De eenmalige implementatiekosten voor UWV bedragen € 4,4 miljoen. De structurele kosten heeft UWV geraamd op € 6,4 miljoen in 2020, € 4,6 miljoen in 2021 en vanaf 2022 jaarlijks € 2,5 miljoen. De reden dat het bedrag aan uitvoeringskosten gedurende de eerste 2 jaren aanzienlijk hoger is dan de jaren daarna, is gelegen in het feit dat de regeling met terugwerkende kracht wordt ingevoerd vanaf de datum dat de transitievergoeding is ingevoerd per 1 juli 2015. Dat betekent dat UWV in de eerste 12 maanden na invoering van de regeling een aanzienlijk groter aantal aanvragen voor compensatie krijgt te verwerken dan structureel vanaf 2022 het geval zal zijn.

Regeldruk

Voor werknemers vloeit geen regeldruk voort uit deze regeling.

Voor werkgevers is er wel sprake van regeldrukeffecten. Voor werkgevers geldt dat zij zullen moeten kennisnemen van de nieuwe compensatiemaatregel. Dit leidt tot éénmalige kennisnemingskosten. Deze worden geschat op circa € 1 miljoen, uitgaande van 350.000 bedrijven in Nederland.

Daarnaast is er sprake van administratieve lasten. Om compensatie aan te kunnen vragen, zal een werkgever bij het UWV een aantal documenten moeten aanleveren, zoals hiervoor beschreven onder het kopje ‘door de werkgever te verstrekken gegevens’ in de toelichting. De inschatting is dat er jaarlijks 13.300 aanvragen zijn. De verwachte tijdsinvestering voor deze aanvraag zal ongeveer een uur per aanvraag zijn. De geschatte administratieve lasten voor werkgevers voor het doen van deze aanvraag, bedragen jaarlijks ongeveer € 0,5 miljoen.

De analyse ten aanzien van de regeldruk is voorgelegd aan het Adviescollege Toetsing Regeldruk (ATR). De ATR kan zich vinden in deze analyse en conclusie.

SZW zal samen met UWV voorzien in voorlichting voor werkgevers, zodat tijdig bekend gemaakt wordt welke documenten aangeleverd moeten worden voor het verzoek tot compensatie.

Artikelsgewijs

Artikel 2

In dit artikel is de termijn geregeld waarbinnen de werkgever de compensatie aan kan vragen. De werkgever heeft hiervoor zes maanden de tijd, gerekend vanaf de dag waarop de verschuldigde transitievergoeding, of andere vergoeding bij een beëindiging met wederzijds goedvinden, volledig aan de werknemer is verstrekt. Indien de werkgever de vergoeding in termijnen aan de werknemer betaalt, kan de aanvraag pas worden gedaan als de volledige vergoeding aan de werknemer is betaald.

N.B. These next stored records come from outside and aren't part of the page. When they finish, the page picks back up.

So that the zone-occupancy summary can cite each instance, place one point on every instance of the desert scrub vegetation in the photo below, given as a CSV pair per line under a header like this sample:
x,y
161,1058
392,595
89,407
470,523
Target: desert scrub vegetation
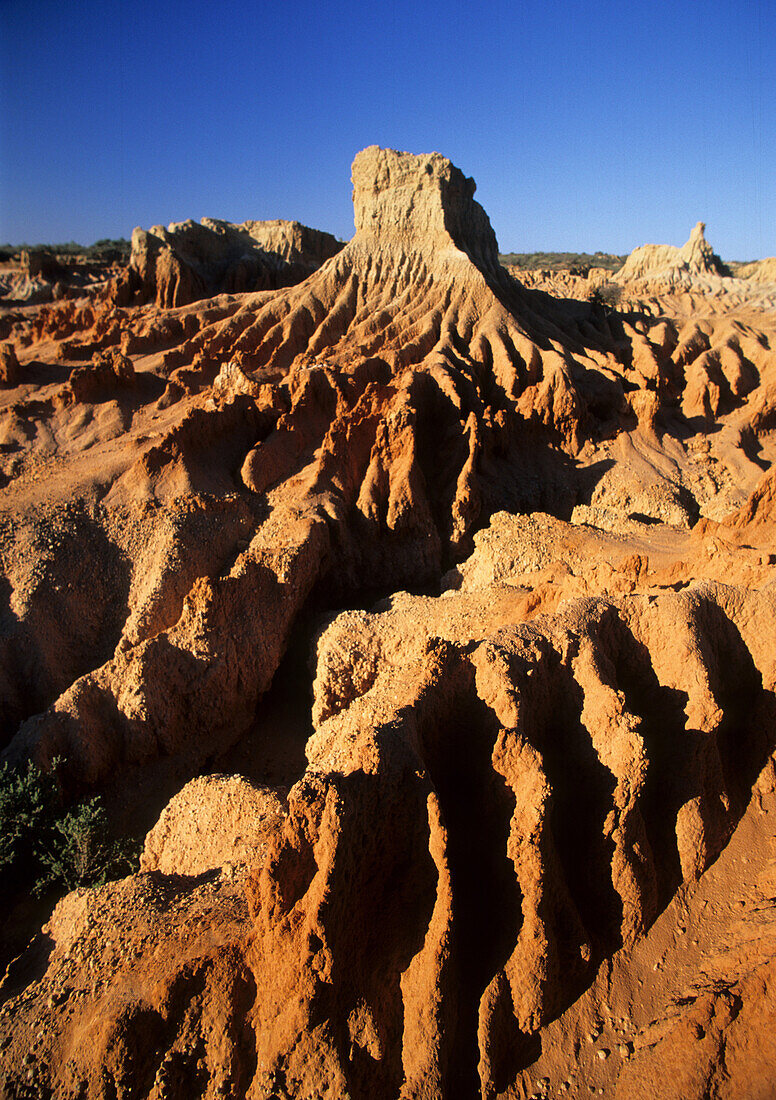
x,y
46,846
563,261
607,296
107,250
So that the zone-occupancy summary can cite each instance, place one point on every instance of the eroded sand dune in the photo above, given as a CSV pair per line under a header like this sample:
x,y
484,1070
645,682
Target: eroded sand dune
x,y
526,546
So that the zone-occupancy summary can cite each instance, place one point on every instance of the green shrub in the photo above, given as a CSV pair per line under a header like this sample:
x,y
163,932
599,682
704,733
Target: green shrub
x,y
607,296
78,850
28,802
43,845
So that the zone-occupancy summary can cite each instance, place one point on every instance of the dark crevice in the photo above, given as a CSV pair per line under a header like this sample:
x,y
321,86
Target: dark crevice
x,y
477,809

Een te vroeg of te laat ingediende aanvraag wordt afgewezen.

Artikel 3

Eerste lid

Ook werkgevers die een vergoeding wegens beëindiging van de arbeidsovereenkomst aan een langdurig zieke werknemer hebben betaald voor het tijdstip van inwerkingtreding kunnen in aanmerking komen voor compensatie. Deze werkgevers krijgen vanaf de inwerkingtreding van artikel 7:673e BW zes maanden de tijd om de compensatie aan te vragen. De aanvraag dient voor 1 oktober 2020 te worden ingediend. Aanvragen die te laat worden gedaan, worden afgewezen.

Tweede lid

De aanvragen voor compensatie voor vergoedingen, die voor inwerkingtreding van de compensatieregeling zijn verstrekt (de oude gevallen), komen allemaal in de eerste zes maanden na inwerkingtreding van de regeling binnen bij het UWV. Daarom is voor deze gevallen een langere beslistermijn opgenomen. Het UWV beslist binnen zes maanden op deze aanvragen.

Derde lid

Dit artikel kan na twee jaar vervallen, omdat alle oude gevallen dan afgehandeld zijn.

De Minister van Sociale Zaken en Werkgelegenheid, W. Koolmees


X Noot
1

Hoger beroep kan op grond van artikel 9 van bijlage 2 bij de Awb worden ingesteld bij de Centrale Raad van Beroep.